Daily basolateral treatment of HAE with Remdesivir 1.25, 5, and 20 microns resulted in a decrease in intracellular titers of the SARS-CoV-2 nasal HAE virus by 3.5, 3.1, and 7.3 log10 after 48 hpi, respectively. A decrease in the bronchial HAE virus titers by 7.0, 5.8, and 7.9 log10 were observed at the same time (Pic. 4D, upper panel). Nasal and bronchial viral titers also decreased 72 hpi after treatment with 1.25 microns (6.9 and 7.0 log10), 5 microns (8.0 and 8.3 log10), and 20 microns (2.4 and 2.0 log10) of Remdesivir, respectively ( Picture 4E, upper panel).

For a model with a full functional IFN response, it is not surprising that daily treatment with Diltiazem 90 microns resulted in a moderate decrease in intracellular viral titers in nasal (40% and 69%) and bronchial (80% and 24%) HAE through 48 and 72 hpi, respectively (Pic. 4D and 4E, upper panel).

The study observed an additional decrease in viral titers in nasal HAE by 1.45 and 1.3 log10 after 48 hpi for the Remdesivir-Diltiazem combination compared to Remdesivir monotherapy of 5 and 20 microns, respectively, although only the former was statistically significant (P = 0.0066).

Also, TEER analysis showed that antiviral effects induced by Remdesivir, Diltiazem, or a combination of Remdesivir-Diltiazem are mainly expressed in protecting the integrity of the nasal epithelial barrier through 48 and 72 hpi (Pictures 4D and 4E, bottom panels).

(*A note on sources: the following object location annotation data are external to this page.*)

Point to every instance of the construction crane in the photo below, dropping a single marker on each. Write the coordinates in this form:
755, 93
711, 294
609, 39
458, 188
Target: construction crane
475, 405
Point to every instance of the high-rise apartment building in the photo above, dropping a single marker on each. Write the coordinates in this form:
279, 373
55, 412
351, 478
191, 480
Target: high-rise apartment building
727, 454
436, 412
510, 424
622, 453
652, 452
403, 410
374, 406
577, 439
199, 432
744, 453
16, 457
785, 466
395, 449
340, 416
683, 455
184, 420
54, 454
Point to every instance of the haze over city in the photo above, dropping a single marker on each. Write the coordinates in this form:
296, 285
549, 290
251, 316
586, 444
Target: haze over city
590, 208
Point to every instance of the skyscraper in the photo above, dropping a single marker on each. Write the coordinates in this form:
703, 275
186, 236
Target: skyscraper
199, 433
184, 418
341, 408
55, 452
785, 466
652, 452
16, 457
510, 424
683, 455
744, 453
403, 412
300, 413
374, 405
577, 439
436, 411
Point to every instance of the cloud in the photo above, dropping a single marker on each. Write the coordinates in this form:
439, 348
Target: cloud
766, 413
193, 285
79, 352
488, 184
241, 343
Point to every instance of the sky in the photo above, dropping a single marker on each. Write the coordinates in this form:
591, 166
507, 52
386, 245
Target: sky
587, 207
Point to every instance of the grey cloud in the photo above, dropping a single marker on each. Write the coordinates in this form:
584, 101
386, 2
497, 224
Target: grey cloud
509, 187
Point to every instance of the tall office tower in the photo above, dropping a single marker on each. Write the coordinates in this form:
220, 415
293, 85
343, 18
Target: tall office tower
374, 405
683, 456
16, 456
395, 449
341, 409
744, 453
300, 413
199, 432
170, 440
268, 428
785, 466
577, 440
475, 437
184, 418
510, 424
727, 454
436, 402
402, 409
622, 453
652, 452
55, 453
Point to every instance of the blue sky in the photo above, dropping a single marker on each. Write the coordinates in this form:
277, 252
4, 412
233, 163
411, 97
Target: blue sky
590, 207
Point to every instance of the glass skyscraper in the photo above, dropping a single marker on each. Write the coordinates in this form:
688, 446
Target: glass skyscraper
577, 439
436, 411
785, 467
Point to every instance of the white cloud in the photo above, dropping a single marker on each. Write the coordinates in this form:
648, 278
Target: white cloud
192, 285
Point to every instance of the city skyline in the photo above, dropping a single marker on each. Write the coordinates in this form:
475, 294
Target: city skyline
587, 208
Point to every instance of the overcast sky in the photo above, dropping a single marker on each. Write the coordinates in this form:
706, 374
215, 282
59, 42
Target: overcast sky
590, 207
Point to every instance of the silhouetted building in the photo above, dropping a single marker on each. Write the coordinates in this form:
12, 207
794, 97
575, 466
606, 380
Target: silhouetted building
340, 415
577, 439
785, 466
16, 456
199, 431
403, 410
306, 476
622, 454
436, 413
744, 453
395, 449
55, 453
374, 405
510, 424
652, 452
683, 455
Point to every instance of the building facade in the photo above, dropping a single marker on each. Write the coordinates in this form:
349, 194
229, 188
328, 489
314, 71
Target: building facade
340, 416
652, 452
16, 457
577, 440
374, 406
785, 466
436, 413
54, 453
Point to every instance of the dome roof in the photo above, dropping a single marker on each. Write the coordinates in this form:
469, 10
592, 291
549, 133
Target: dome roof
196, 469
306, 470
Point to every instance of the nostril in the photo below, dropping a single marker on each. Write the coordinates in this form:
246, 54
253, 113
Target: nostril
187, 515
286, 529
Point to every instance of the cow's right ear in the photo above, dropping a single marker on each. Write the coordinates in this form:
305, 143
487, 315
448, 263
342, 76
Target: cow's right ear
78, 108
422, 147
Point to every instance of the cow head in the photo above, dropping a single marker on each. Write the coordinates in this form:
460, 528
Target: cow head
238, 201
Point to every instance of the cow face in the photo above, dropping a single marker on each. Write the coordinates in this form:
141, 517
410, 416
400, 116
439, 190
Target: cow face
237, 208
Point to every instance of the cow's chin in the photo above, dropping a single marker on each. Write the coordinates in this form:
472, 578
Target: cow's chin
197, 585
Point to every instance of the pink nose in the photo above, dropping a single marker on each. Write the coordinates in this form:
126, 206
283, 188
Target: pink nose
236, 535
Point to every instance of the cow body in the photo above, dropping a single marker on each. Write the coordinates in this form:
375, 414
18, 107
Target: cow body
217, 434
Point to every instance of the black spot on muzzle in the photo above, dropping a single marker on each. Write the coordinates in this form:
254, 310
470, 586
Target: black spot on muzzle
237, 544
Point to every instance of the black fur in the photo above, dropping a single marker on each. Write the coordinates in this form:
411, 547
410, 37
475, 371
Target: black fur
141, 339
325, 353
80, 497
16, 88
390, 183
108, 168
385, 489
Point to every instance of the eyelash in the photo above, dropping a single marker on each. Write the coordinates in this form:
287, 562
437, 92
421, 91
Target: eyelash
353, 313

Regardless of its effect on reducing viral activity, the three tested combinations of Remdesivir-Diltiazem were particularly useful in protecting the integrity of bronchial HAE through 72 hpi. That was proved by TEER values comparable to those of uninfected control groups (Pic. 4E, bottom panel).

Study limitations

The absence of white blood cells in the HAE model (for example, neutrophils, monocytes, dendritic cells) may partially distort the analysis of the innate immune response induced by infection. Although this study demonstrates the potential of the Remdesivir-Diltiazem combination in the treatment of SARS-CoV-2, its verification and implementation in clinical practice need further study.

Conclusions

The combination of a drug directed against the virus and a drug directed at the host can lead to increased antiviral and immunomodulatory effects, including the immunopathological phase, often observed during the second week of infection. This combination can also reduce the therapeutic doses of drugs that target nucleic acid synthesis, and therefore minimize the expected side effects.